REPUBLIKA.CO.ID, JAKARTA - Kekayaan sumber pewarna alam yang menjadi warisan budaya Indonesia dan terus digali kekayaannya dinilai tidak akan menghancurkan konfrontasi pewarna sintetis untuk fesyen, demikian disampaikan Dirjen Industri Kecil Menengah (IKM) Kementerian Perindustrian, Euis Saedah.
"Serat dan warna alam tidak akan menghancurkan pewarna sintesis. Karena di sana juga ada tenaga kerja dan memiliki segmen tersendiri. Bagi Indonesia, yang terpenting adalah menggali potensi pewarna alami," kata Saedah di Jakarta, Selasa (13/10).
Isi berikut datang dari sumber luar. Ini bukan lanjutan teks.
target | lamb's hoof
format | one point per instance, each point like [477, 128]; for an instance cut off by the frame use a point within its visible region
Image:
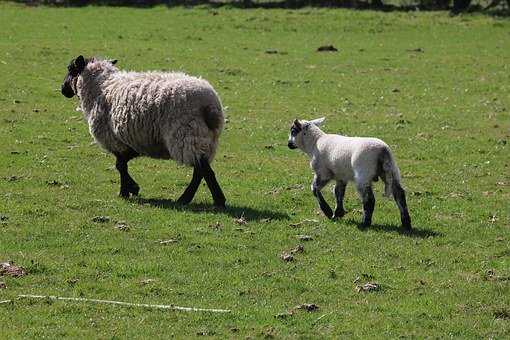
[407, 229]
[183, 201]
[338, 215]
[220, 205]
[134, 189]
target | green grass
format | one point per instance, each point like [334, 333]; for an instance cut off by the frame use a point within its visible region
[444, 111]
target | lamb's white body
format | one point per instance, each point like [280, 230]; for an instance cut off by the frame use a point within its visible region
[361, 160]
[157, 114]
[350, 159]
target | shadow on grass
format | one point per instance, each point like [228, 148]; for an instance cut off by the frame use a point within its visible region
[416, 232]
[236, 211]
[373, 5]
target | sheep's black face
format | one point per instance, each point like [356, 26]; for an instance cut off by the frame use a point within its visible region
[74, 69]
[295, 129]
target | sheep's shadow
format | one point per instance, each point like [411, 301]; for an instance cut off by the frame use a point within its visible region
[416, 232]
[249, 214]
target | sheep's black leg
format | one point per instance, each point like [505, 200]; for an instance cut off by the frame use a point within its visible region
[317, 185]
[339, 195]
[400, 198]
[192, 188]
[210, 178]
[367, 195]
[127, 184]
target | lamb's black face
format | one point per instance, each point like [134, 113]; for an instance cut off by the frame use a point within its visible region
[74, 69]
[295, 129]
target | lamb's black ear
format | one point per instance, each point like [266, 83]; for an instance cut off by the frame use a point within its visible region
[80, 62]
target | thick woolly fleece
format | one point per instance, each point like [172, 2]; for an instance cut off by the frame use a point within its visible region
[157, 114]
[348, 159]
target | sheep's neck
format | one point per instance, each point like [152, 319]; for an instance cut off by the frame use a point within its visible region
[92, 92]
[310, 140]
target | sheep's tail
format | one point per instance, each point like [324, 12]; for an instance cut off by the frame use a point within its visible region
[389, 173]
[213, 117]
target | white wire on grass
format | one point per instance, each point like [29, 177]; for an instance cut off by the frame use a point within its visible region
[129, 304]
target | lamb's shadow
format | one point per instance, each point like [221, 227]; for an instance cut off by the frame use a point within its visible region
[416, 232]
[249, 214]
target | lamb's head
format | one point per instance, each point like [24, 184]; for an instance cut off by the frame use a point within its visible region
[75, 69]
[299, 130]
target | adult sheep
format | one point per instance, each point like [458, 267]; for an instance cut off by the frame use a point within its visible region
[156, 114]
[349, 159]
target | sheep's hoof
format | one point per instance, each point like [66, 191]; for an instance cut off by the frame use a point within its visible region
[183, 201]
[133, 190]
[407, 228]
[365, 225]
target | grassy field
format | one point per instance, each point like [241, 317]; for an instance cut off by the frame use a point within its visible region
[435, 88]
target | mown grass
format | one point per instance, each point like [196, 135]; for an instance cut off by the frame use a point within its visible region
[435, 88]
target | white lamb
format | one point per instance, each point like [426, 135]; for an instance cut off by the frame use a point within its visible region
[155, 114]
[345, 159]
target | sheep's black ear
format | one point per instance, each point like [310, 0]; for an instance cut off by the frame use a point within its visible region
[80, 63]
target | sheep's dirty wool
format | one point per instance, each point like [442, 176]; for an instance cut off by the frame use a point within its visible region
[166, 115]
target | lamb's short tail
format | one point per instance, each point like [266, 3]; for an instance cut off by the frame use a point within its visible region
[389, 172]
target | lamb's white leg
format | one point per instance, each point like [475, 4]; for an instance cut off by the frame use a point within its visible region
[317, 185]
[339, 195]
[364, 186]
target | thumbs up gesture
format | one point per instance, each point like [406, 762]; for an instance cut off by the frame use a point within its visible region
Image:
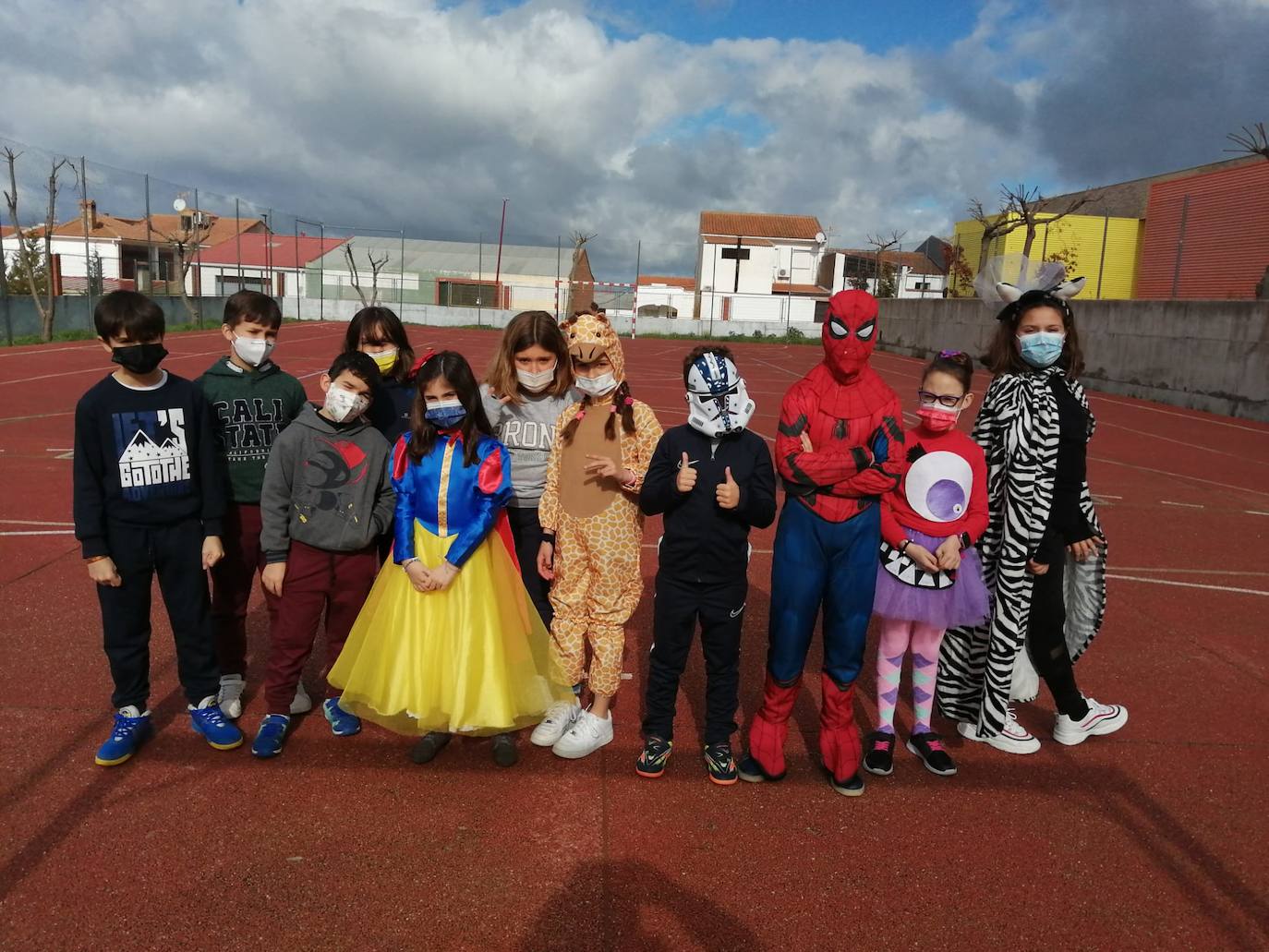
[729, 493]
[687, 478]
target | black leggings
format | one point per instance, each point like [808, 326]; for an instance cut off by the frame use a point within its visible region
[1045, 640]
[526, 532]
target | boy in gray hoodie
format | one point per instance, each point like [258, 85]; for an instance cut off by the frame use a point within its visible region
[326, 499]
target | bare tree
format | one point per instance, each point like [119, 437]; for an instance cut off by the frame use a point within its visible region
[1251, 141]
[879, 244]
[1021, 207]
[376, 267]
[192, 231]
[46, 305]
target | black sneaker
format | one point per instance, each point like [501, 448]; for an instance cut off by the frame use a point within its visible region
[721, 765]
[852, 787]
[429, 746]
[752, 772]
[929, 748]
[879, 758]
[657, 754]
[504, 751]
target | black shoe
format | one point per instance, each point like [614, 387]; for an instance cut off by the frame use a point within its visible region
[852, 787]
[721, 765]
[752, 772]
[929, 748]
[429, 746]
[504, 751]
[657, 754]
[879, 756]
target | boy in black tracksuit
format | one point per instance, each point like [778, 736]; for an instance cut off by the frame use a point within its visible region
[149, 500]
[712, 480]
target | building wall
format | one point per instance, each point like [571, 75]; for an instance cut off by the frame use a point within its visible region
[1079, 237]
[1225, 247]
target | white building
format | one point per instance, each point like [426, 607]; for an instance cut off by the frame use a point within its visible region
[759, 267]
[913, 273]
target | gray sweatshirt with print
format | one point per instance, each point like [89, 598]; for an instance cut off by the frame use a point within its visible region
[328, 485]
[526, 429]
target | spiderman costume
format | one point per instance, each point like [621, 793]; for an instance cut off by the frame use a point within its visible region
[839, 448]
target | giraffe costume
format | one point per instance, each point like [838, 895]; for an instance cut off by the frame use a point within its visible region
[596, 521]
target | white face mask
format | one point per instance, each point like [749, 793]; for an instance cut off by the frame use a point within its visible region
[598, 386]
[253, 351]
[344, 404]
[535, 382]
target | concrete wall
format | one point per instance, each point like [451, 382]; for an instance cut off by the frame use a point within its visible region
[1201, 355]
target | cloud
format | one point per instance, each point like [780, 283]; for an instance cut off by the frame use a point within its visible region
[393, 114]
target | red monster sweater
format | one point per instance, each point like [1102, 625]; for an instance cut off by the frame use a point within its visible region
[943, 493]
[839, 477]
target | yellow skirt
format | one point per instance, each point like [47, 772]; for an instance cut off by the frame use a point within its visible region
[471, 659]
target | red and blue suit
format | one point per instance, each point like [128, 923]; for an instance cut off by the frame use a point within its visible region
[839, 450]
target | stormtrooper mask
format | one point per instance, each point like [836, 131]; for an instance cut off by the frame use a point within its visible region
[717, 400]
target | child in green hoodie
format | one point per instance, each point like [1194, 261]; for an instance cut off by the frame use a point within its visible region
[251, 402]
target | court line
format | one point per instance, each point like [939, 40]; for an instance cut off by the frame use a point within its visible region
[1187, 584]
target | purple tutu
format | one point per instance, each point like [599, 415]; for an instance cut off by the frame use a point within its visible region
[963, 603]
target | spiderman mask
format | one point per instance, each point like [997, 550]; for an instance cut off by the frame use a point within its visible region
[849, 332]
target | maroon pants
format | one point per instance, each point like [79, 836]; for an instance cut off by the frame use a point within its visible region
[231, 585]
[316, 580]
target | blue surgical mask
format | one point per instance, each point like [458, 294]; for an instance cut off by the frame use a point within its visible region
[445, 414]
[1042, 348]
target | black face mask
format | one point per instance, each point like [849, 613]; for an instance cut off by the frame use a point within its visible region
[139, 358]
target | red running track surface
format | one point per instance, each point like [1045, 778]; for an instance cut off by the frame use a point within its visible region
[1153, 838]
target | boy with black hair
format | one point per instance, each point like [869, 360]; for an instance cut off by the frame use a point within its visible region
[326, 499]
[713, 480]
[251, 402]
[149, 500]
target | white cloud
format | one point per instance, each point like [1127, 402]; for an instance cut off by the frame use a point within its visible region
[411, 115]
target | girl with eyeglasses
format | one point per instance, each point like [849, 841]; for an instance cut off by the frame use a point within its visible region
[1044, 552]
[929, 578]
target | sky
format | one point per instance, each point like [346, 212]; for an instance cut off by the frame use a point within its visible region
[622, 119]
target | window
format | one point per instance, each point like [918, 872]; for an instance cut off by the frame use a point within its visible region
[467, 294]
[229, 284]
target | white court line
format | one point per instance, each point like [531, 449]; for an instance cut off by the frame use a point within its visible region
[1191, 416]
[1188, 584]
[1179, 475]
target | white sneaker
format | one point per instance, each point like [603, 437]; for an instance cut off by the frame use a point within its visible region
[559, 718]
[1013, 738]
[301, 702]
[1100, 718]
[231, 696]
[586, 735]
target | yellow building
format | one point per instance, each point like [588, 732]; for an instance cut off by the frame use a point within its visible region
[1100, 247]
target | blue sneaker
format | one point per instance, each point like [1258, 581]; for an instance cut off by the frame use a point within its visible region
[342, 722]
[209, 720]
[131, 729]
[272, 735]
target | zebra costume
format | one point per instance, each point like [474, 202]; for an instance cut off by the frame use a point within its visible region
[981, 669]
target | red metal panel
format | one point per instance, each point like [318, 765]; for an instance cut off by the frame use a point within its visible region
[1225, 247]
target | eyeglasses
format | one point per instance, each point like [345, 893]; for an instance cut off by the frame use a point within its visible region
[929, 399]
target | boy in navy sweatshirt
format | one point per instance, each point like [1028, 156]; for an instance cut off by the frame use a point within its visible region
[251, 402]
[149, 500]
[713, 480]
Dengan potensi pewarna alam yang sangat bersar tersebut, lanjut Euis, Indonesia punya warna tersendiri dalam mengembangkan mode, yang bisa dibawa ke dunia internasional dan menjadi kebanggaan. Menurut dia, Indonesia sangat terkenal dengan warna alam dari daun nila atau indigofera yang menghasilkan warna biru.
Beberapa pewarna alam dari tumbuh-tumbuhan di Indonesia dapat diambil dari daun, kulit pohon, kayu pohon, bunga, buah, biji buah, kulit buah dan akar, di mana zat yang terkandung pada tumbuhan tersebut bisa menghasilkan beragam warna.
Selain warna biru dari Indigofera, ada juga warna kuning yang berasal dari kayu nangka dan kayu tegeran, warna cokelat dari kayu tingi dan warna kemerahan dari secang.
Euis menambahkan, pewarna alam memang tidak dapat menghasilkan warna yang sangat terang, sebagaimana dihasilkan oleh pewarna sintetis, namun selain bernuansa alami, pewarna alam juga memiliki manfaat lain dari segi psikologis.
"Pewarna alam itu teduh, menenangkan, menenteramkan. Bahkan, ketika kita menggunakan pakaian dari pewarna alam, itu nyamuk saja tidak mau mendekat. Konon, ular juga tidak mau dekat-dekat, karena merasa itu alami dan teman mereka," kata dia.
Untuk itu, Kementerian Perindustrian menggelar pameran pewarna alam, Swarnafest 2015, yang akan digelar di Pantai Nembrala, Rote Ndao, NTT, pada 6-7 November 2015.